The way the baptism was conducted and publicized was “rooted in religious belief,” the court found. “Per the church autonomy doctrine, the courts lack subject matter jurisdiction over the matter.”

Three justices disagreed, and two explained why.

“The present case does not involve a question of discipline, faith, or ecclesiastical rule decided by a church tribunal, nor does it involve an internal, administrative matter,” wrote Justice Yvonne Kauger. “It merely involves the church’s publication of appellant’s name on the internet.”

The PC(USA) Book of Order asks for a written record of baptisms, but doesn’t require that it be published online, she wrote.

In addition, this suit “satisfies an exception to the church autonomy doctrine” for serious “threats to public safety peace, or order,” she wrote.

“[A]ssuming that the allegations are true, Appellant not only personally suffered harm, but public safety and order were harmed as well,” she wrote. “He cannot use his own name in this very case because of the continuing threat to his safety, and the public harm that religiously-motivated attacks have been proven to cause.”

The man’s attorney said he was considering petitioning the court for a rehearing.
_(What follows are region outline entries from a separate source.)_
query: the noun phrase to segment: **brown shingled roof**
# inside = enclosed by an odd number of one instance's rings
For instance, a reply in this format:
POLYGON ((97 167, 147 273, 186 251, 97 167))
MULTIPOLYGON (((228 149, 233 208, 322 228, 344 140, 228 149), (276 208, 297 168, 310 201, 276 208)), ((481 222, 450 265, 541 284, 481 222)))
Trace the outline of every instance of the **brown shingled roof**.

The church’s attorney said the court made an important stand for religious liberty.

“This is the first case in the United States in which a court has affirmed that how a church conducts its baptisms is only the business of the church and is not subject to interference by the civil courts,” attorney John Tucker said. “That’s important, because baptism is an essential core concept of Christianity.”

It’s not the first time the internet has gotten Christians in trouble overseas. In 2014, a Canadian Christian working in China posted an audio file on his church’s website explaining how he was trying to reach North Korea with the gospel. He was later imprisoned in China for two years on espionage charges.